Glue, more so than a hammer and nails, is one of the main components of any household DIY kit – or, at least, any hastily thrown-together repair box.
From superglue to PVC glue, spray adhesives to hot glue, there are almost as many different variations of this substance as there are practical uses.
One thing is universal among glue products, though – the promise of strong, unending hold.
Adhesives are often made for a specific purpose and don’t need to be any stronger than the worst-case scenario within that particular need. Spray glues find regular use in arts and crafts and in minor furniture repairs.
As they dry clear and can be repositioned for a short period of time, spray glues tend to be a more forgiving adhesive than superglues, which bond just about anything almost immediately.
For the sake of entertainment, let’s take the concept of glue to its logical extreme and see just how much it’s possible for an adhesive to hold. As far back as the early 1980s, advertisers and record-breakers have been trying to stick the heaviest and/or the most awkward objects they can find to other surfaces, usually in the shape of billboards and other inner-city exteriors.
A memorable example involves a car (and then two cars) in 1983 but a neat bit of trickery from recent times comes from insecticide company Orphea4D Protection, which turned a billboard into a giant glue trap to build an advertisement in macabre fashion – from dead insects. In good taste, maybe not – but it nevertheless demonstrates the occasional role of glues in high street marketing.

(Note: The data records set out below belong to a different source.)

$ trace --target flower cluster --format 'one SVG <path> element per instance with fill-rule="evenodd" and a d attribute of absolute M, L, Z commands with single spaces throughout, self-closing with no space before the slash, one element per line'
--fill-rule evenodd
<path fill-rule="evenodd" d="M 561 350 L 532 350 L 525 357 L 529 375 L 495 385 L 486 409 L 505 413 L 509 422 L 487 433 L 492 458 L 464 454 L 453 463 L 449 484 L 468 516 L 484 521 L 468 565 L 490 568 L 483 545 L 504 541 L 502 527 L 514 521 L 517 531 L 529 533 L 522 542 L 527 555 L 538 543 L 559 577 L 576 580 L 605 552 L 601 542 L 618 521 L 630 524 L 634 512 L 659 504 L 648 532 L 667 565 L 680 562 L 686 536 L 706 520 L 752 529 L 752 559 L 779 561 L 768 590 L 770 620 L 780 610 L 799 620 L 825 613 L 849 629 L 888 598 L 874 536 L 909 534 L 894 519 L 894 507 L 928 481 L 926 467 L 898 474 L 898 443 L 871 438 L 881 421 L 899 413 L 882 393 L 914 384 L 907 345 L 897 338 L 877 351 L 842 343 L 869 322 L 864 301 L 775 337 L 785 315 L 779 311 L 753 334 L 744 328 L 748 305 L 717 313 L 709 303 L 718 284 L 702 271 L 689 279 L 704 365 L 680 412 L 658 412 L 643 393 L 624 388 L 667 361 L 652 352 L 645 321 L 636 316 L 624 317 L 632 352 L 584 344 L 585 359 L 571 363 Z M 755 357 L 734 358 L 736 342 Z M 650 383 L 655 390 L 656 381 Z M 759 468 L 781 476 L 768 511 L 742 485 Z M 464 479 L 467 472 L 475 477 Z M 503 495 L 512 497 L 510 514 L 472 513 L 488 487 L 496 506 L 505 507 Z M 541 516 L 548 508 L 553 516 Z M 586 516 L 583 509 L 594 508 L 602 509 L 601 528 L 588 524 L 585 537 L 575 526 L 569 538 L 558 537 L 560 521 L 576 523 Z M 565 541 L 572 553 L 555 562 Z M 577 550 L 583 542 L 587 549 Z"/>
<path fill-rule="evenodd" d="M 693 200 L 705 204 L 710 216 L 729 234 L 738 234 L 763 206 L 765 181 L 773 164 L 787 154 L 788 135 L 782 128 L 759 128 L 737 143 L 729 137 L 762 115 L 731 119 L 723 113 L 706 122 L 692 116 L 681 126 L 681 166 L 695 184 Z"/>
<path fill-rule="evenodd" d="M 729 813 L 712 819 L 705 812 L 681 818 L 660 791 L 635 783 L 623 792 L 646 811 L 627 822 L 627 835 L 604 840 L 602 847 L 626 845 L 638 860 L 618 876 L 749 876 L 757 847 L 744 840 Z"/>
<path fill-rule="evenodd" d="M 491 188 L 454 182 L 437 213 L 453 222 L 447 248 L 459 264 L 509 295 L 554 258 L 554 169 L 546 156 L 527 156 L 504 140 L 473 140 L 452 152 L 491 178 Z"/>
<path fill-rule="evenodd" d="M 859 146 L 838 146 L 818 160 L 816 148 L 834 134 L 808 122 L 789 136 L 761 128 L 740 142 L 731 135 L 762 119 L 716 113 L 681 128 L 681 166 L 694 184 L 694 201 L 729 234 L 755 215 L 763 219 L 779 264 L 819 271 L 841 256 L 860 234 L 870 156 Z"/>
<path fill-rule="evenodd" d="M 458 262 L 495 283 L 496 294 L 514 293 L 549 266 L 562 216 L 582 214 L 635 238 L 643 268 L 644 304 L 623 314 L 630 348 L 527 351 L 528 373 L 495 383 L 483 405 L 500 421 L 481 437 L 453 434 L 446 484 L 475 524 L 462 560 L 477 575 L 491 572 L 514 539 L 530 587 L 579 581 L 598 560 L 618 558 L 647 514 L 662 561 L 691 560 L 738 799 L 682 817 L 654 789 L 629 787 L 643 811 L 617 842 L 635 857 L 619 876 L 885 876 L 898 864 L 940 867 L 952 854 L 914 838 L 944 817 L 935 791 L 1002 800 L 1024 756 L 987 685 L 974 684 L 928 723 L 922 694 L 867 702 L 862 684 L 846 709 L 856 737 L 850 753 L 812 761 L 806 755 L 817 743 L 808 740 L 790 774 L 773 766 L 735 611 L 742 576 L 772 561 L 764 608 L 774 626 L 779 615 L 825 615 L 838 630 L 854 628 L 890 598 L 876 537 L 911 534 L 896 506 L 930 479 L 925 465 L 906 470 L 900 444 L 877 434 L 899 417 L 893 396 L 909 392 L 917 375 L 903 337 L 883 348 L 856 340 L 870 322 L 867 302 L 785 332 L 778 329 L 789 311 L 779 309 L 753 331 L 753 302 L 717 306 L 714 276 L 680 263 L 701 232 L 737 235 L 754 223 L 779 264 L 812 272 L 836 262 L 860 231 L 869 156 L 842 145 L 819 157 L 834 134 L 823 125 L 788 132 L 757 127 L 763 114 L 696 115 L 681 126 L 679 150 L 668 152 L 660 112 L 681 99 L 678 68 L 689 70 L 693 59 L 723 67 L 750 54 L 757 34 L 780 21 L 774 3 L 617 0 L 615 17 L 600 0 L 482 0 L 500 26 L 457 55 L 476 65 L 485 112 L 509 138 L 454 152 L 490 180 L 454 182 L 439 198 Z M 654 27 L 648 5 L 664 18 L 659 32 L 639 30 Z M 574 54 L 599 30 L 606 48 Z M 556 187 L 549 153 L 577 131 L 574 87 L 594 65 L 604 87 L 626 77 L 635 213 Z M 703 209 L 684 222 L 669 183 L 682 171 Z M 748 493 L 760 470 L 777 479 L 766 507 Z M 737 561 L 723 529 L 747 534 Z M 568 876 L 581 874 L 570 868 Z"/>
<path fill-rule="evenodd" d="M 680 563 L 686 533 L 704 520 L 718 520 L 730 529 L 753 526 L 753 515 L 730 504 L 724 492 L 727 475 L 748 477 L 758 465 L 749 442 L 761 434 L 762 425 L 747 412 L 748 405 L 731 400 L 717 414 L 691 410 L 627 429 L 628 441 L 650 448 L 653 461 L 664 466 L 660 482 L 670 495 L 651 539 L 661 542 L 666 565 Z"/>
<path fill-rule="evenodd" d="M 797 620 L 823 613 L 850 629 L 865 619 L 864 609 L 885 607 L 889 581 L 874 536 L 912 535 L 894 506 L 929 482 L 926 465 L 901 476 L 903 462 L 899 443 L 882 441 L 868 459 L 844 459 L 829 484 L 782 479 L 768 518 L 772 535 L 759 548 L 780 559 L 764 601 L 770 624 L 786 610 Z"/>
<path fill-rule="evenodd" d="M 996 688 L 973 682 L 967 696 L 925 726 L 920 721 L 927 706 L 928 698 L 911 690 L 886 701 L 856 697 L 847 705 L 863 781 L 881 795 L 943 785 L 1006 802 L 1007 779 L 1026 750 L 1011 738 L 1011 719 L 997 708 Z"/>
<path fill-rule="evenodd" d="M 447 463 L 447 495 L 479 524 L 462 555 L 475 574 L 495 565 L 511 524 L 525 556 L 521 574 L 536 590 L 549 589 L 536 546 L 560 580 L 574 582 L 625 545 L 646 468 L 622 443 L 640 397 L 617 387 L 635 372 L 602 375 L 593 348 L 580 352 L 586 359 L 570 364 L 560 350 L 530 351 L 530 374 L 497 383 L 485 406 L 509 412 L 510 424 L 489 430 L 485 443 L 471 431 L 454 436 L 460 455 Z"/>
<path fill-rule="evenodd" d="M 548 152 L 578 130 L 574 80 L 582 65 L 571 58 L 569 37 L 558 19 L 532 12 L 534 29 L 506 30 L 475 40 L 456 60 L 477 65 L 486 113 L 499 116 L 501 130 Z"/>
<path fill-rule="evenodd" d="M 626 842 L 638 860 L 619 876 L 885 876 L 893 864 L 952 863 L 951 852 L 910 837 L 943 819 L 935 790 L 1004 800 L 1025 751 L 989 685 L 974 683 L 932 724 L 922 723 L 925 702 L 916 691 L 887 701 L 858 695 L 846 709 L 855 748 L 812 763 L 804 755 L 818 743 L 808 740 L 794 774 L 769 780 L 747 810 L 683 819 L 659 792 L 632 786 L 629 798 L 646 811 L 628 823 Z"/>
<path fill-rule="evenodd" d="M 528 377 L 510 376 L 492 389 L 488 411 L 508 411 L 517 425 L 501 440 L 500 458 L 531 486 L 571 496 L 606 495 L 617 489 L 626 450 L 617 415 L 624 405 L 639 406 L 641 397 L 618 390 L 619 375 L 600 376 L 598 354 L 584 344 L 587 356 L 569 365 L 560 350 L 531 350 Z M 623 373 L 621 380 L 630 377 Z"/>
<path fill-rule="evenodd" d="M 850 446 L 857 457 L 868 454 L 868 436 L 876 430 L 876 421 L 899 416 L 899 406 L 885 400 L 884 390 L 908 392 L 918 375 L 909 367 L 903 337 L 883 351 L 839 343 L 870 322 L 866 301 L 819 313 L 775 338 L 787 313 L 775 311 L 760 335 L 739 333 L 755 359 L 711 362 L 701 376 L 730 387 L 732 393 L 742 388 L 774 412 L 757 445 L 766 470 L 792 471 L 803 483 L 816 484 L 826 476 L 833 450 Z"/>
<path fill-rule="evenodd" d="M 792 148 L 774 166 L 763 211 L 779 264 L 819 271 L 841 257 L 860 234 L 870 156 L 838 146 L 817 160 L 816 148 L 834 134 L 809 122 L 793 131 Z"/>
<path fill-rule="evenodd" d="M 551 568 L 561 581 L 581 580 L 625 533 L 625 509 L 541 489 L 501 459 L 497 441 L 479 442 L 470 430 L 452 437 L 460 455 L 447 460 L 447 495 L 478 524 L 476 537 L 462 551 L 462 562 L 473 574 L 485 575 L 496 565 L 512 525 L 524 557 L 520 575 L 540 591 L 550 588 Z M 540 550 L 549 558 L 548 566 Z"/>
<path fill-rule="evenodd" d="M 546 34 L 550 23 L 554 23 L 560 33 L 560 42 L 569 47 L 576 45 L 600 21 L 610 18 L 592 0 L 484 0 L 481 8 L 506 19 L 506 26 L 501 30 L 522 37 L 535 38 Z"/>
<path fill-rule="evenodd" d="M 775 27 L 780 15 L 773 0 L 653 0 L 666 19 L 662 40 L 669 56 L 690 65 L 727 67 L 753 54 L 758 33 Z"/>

The record for the heaviest thing held by an adhesive was actually broken in 2019. With just 3g of adhesive, a 17.5-ton truck was held for an hour at a factory in Germany. It might seem like an innocuous event in the grander scope of modern industry but the spectacle attracted more than 600 people, in addition to two politicians. Of course, The Guinness Book of Records’ own officials were present, too.
This kind of ultra-glue isn’t available to purchase, and the stunt ultimately served as little more than a novel bit of showboating. In fact, it’s debatable whether glue of such great strength would ever find a place on the civilian market, largely due to the risks associated with all industrial-strength products. It’s also unlikely that the average DIY enthusiast will want to stick their car to a wall.
So, what are some more realistic numbers? A group of Portuguese researchers discovered that, on dry surfaces, the maximum strength of the glues tested was around 10-12MPa (Megapascals). While this number won’t mean much to many people, the fact that the amount of pressure glue can sustain is more than halved when applied to wet surfaces should give some indication as to why manufacturers recommend against doing this.
Translated into more familiar terms, superglues can hold around 30lbs, which is more than sufficient for repairs, model-making, and any general lifestyle needs around the house.